Is not that an almost exact description of the clinical effect of trimethyldioxypurin upon the nervous system? Whereas alcohol has always promoted the onset of “maudlin misery,” a dose of caffeine promptly inhibits the lachrymal secretion. As is well known, it is impossible to shed tears after drinking a strong cup of coffee. Whence, moreover, did Helen procure nepenthe, which for a whole day dried the tears of the drinkers? We are told it came from Egypt, perhaps from upper Egypt and Ethiopia, from that territory known as Kaffa where—is it too bold an assumption?—in the days before the rise of Islam the coffee-tree was already known and cultivated.

Diderot and d’Alembert got their idea from Pietro della Valle, who supposed that Helen’s drug might have been a mixture of wine and coffee. The effects of what she administered might also be those of Indian hemp, or hashish. Pietro della Valle was an Italian traveller who visited Turkey, Egypt, Palestine, Persia, and India, his journeys lasting from 1614 to 1626. At the beginning of the eighteenth century it seems to have amused scholars to speculate concerning how far the ancients may have been acquainted with our modern intoxicants, stupefacients, and stimulants. Paschius, for instance, declared that coffee was among the gifts that Abigail brought to David, to appease his anger against Nabal—which is, of course, absurd, since the five measures of parched grain referred to in the eighteenth verse of the twenty-fifth chapter of the first book of Samuel were obviously wheat.
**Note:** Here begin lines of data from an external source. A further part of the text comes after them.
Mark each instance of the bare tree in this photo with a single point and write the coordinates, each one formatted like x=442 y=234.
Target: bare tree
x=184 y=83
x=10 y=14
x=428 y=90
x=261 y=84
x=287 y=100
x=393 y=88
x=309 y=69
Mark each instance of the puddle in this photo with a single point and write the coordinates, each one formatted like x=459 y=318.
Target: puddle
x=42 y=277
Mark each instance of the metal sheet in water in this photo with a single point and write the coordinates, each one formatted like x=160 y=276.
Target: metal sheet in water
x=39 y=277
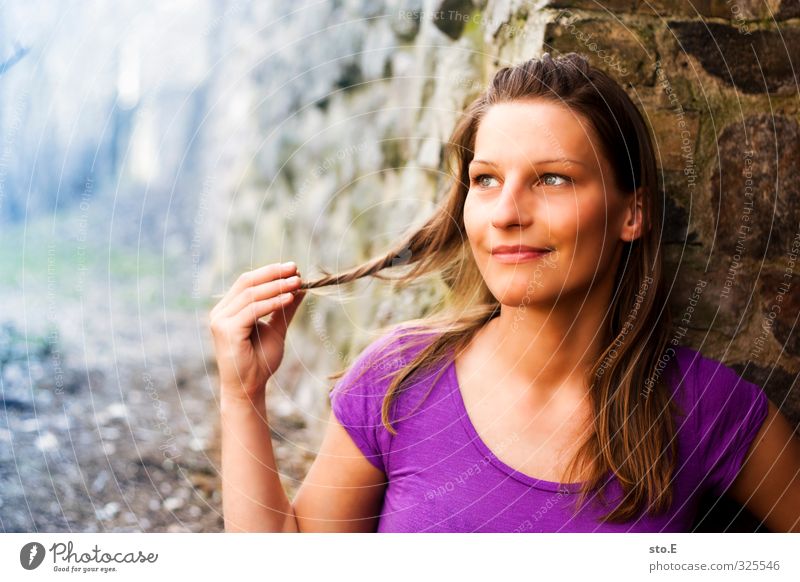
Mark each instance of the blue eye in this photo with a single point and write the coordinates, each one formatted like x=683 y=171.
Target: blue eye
x=478 y=180
x=564 y=178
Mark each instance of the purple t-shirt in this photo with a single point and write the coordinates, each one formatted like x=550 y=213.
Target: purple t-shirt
x=443 y=478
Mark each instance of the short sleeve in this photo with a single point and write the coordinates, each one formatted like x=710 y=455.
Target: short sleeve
x=730 y=412
x=357 y=398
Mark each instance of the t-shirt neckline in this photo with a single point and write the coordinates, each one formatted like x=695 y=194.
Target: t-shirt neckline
x=487 y=453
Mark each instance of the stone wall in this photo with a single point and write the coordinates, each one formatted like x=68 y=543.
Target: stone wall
x=355 y=98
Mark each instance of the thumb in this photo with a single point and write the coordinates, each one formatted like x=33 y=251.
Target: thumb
x=283 y=317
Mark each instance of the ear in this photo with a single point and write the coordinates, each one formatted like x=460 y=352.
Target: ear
x=633 y=224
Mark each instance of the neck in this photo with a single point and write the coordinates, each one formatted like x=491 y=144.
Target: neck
x=550 y=347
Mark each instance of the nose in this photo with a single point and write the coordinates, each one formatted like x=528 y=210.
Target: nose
x=511 y=208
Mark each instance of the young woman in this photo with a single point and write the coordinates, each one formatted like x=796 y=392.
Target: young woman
x=549 y=392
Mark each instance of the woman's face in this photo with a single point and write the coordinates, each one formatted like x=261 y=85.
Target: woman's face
x=537 y=179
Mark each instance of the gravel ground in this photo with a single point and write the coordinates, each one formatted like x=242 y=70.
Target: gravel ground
x=109 y=420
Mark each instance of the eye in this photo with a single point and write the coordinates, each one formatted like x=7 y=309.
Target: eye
x=479 y=180
x=565 y=179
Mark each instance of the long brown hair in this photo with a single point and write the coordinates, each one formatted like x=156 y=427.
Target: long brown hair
x=633 y=430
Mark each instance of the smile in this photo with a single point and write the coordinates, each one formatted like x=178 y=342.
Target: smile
x=519 y=256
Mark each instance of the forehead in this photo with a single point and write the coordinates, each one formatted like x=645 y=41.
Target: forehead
x=527 y=131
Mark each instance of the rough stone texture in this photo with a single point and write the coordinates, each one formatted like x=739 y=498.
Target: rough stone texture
x=619 y=49
x=755 y=190
x=350 y=151
x=752 y=63
x=734 y=10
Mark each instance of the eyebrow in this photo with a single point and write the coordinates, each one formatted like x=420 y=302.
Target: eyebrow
x=490 y=163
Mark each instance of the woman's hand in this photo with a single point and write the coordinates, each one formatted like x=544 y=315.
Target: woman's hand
x=248 y=351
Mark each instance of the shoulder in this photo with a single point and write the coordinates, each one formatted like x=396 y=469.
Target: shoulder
x=701 y=373
x=375 y=365
x=714 y=392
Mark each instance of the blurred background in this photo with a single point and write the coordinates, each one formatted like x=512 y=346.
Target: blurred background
x=152 y=151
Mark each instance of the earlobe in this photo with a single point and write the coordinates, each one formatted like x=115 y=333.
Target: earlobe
x=634 y=219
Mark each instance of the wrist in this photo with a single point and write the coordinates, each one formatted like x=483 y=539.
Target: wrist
x=244 y=401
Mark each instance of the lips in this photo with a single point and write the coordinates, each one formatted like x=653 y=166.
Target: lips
x=517 y=253
x=515 y=249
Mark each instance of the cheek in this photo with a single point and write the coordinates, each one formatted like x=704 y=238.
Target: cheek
x=473 y=225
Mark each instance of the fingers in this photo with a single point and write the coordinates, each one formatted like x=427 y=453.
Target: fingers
x=280 y=322
x=261 y=292
x=250 y=314
x=252 y=278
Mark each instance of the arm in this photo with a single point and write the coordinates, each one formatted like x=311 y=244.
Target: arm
x=343 y=491
x=768 y=483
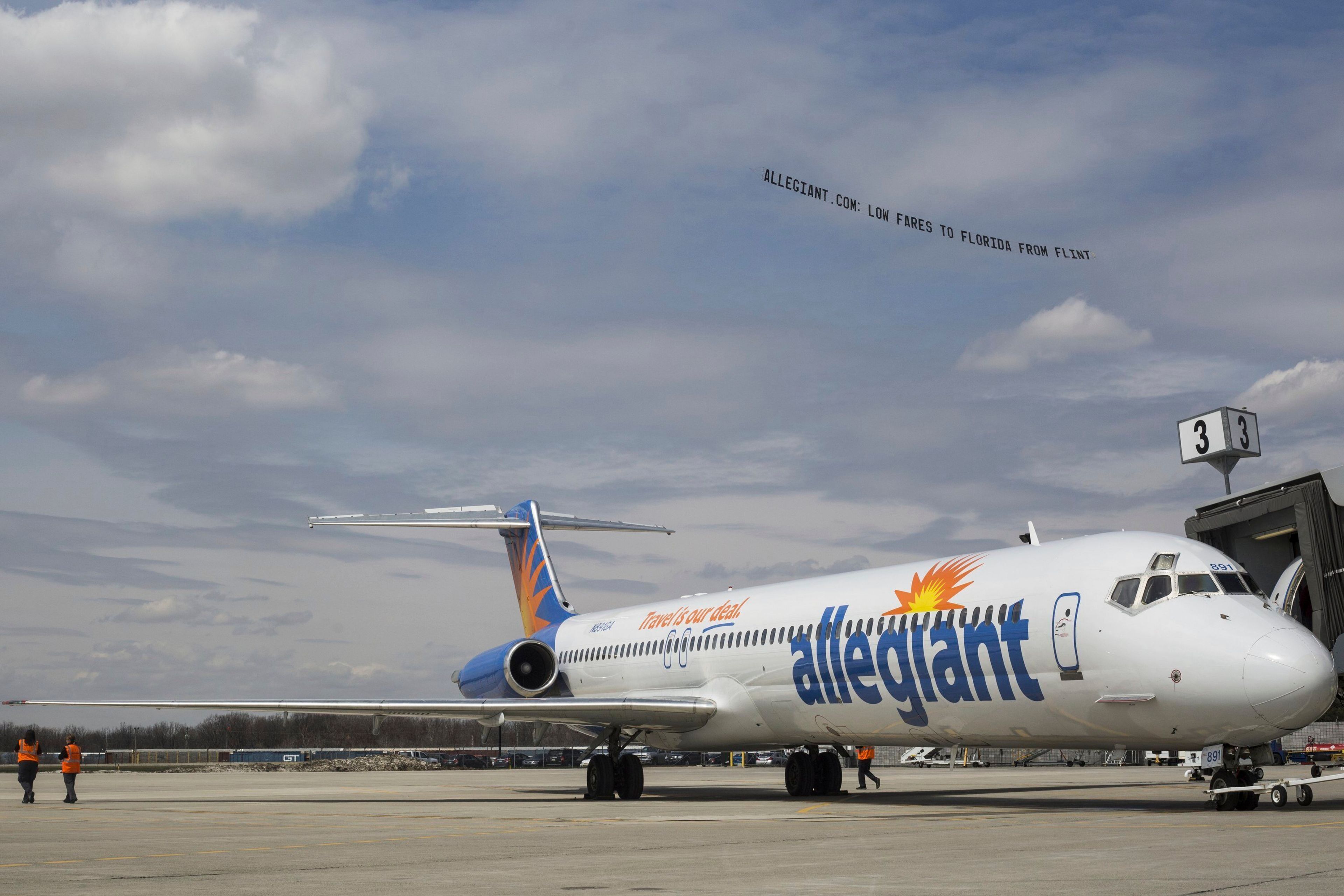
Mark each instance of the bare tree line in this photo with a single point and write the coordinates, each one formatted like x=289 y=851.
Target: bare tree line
x=248 y=731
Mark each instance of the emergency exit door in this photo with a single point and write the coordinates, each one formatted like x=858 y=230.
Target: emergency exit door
x=1066 y=632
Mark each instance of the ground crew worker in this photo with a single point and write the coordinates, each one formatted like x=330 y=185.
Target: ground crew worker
x=29 y=751
x=866 y=755
x=70 y=755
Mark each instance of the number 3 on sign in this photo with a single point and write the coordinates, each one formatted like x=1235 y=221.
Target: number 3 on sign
x=1202 y=436
x=1222 y=433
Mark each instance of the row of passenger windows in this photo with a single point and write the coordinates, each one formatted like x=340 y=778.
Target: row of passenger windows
x=730 y=640
x=1155 y=588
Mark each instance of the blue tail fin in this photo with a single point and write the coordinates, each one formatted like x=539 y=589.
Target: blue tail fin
x=539 y=597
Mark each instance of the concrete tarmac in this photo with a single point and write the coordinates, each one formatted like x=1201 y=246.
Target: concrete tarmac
x=697 y=831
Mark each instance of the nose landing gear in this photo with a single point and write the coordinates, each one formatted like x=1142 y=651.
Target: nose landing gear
x=814 y=774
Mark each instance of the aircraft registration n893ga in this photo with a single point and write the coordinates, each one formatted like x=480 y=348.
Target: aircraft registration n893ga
x=1126 y=640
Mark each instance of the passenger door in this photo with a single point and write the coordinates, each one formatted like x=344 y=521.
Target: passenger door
x=1066 y=636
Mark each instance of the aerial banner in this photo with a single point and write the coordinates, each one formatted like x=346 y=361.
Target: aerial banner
x=924 y=225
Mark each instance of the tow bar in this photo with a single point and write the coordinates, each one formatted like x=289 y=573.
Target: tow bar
x=1277 y=789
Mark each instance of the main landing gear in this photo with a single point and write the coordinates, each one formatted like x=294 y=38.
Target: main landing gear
x=814 y=774
x=615 y=774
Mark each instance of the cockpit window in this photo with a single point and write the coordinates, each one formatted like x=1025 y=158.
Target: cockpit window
x=1159 y=588
x=1198 y=583
x=1126 y=593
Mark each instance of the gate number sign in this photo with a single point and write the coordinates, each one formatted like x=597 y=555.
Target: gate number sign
x=1225 y=433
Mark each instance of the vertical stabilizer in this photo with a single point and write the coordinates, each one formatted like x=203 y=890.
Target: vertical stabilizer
x=539 y=597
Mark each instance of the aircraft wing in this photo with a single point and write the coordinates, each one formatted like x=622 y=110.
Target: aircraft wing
x=482 y=518
x=651 y=714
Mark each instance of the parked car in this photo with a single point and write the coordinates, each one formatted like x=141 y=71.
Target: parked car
x=564 y=758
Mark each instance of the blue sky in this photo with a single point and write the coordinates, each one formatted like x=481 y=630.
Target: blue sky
x=267 y=261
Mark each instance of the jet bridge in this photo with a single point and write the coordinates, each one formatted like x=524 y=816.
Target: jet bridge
x=1270 y=527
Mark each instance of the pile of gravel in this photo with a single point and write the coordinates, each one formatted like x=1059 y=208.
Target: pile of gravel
x=385 y=762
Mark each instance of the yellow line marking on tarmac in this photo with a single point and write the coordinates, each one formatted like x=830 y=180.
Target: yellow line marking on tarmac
x=830 y=804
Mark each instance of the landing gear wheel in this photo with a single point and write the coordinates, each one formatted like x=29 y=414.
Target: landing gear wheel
x=601 y=778
x=827 y=774
x=1249 y=797
x=799 y=777
x=630 y=778
x=1224 y=803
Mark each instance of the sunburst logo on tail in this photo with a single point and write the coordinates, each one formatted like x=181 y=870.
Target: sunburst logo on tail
x=937 y=588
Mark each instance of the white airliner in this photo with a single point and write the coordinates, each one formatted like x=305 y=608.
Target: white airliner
x=1127 y=640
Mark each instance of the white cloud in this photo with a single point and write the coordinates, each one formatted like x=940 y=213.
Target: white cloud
x=254 y=382
x=168 y=111
x=1057 y=334
x=1112 y=473
x=81 y=389
x=190 y=383
x=390 y=181
x=1308 y=389
x=198 y=612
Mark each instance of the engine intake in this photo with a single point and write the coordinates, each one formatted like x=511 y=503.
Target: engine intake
x=530 y=668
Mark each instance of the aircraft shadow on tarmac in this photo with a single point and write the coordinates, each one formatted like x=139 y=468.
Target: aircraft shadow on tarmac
x=1048 y=797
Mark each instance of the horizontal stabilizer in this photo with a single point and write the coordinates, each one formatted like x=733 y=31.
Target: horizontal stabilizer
x=660 y=714
x=482 y=518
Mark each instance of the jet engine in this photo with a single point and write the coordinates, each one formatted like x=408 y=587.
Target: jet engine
x=525 y=668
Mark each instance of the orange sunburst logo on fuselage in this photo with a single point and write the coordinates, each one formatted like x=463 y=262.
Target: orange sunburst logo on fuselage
x=937 y=588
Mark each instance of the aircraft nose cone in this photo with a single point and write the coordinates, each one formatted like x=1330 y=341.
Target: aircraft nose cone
x=1289 y=679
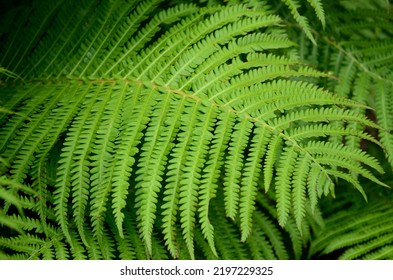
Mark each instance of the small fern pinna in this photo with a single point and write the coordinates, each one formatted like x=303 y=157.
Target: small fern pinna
x=147 y=129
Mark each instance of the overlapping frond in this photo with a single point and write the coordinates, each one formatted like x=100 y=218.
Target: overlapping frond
x=357 y=233
x=171 y=122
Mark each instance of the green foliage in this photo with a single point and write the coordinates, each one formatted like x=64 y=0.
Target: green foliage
x=148 y=130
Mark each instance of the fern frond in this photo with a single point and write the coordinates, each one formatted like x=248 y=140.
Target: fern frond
x=358 y=233
x=147 y=131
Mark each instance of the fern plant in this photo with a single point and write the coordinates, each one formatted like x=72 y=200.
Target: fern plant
x=139 y=130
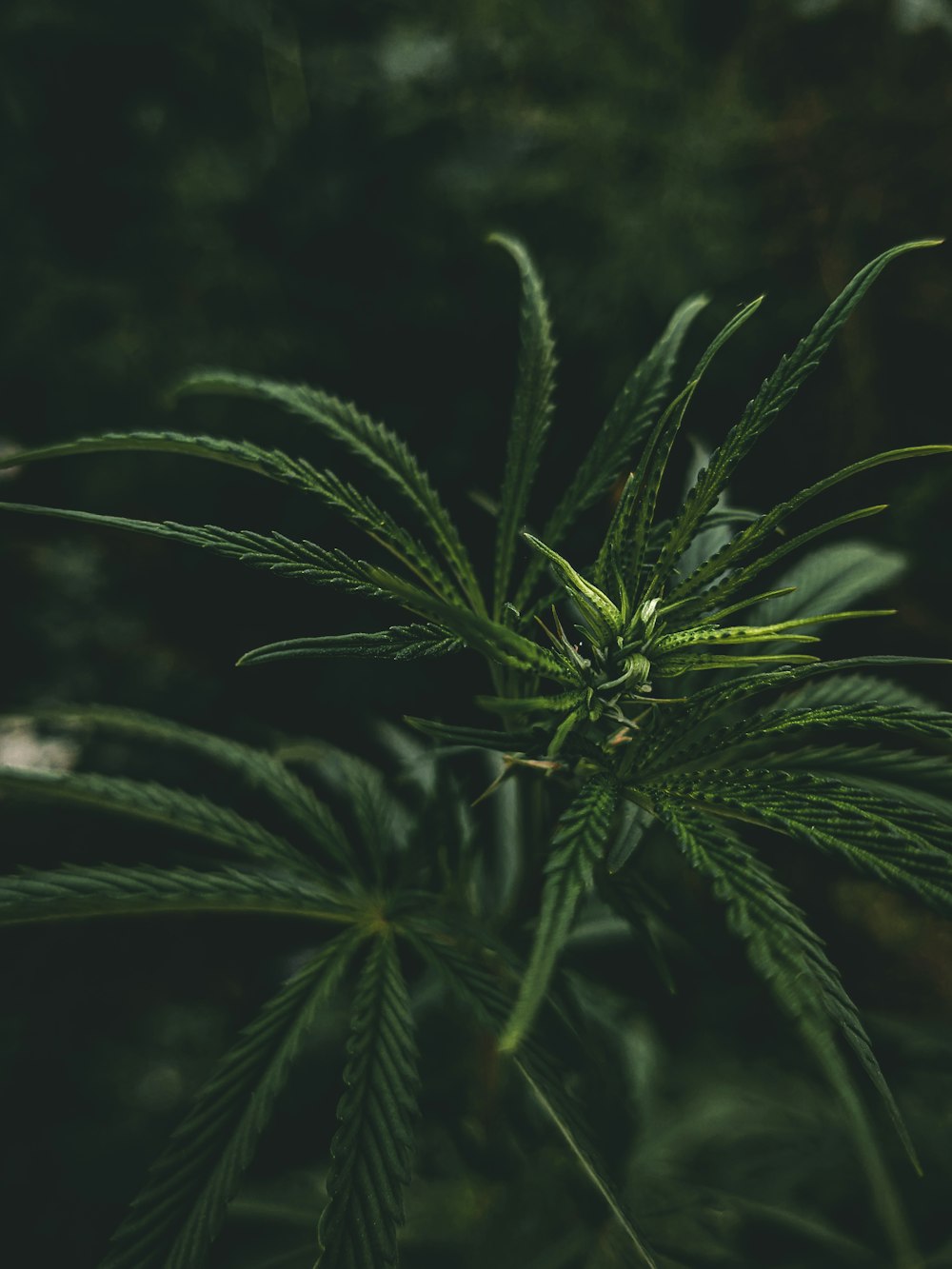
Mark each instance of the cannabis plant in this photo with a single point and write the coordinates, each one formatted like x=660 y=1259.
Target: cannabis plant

However that may be, Helen of Troy alone is mentioned in Homer as having this remarkable drug at her disposal. It was an isolated philtre, which could not seriously compete with the energy of wine. Not then. Not to the men of the days concerning which Homer wrote. That could not happen until heaps of coffee-berries were collected from the hot wadies in the land of Yemen.

Coffee and wine! Wakefulness and sleep! For the last effect of wine is sleep, whereas the last effect of coffee is wakefulness.

The antipode of sleep is not, as Nietzsche thought, the dream, but wakefulness. It was the mission of the Arabs to extract wakefulness from the coffee-bean, and decoct it into a magic potion for coming centuries. It was the children of Mohammed who were the first, with Apollonian clarity, to venture the decisive thought of protesting against sleep: “He who sleeps away half his life, lives only half his life.”

The Arabs led the attack upon unconsciousness and darkness, upon the fettering influence of gravitation; they led the attack but for which modern civilization would be unthinkable; and a strange thrill affected those who for the first time read in the book of The Thousand and One Nights the bold utterance: “Well is it for him who never sleeps!”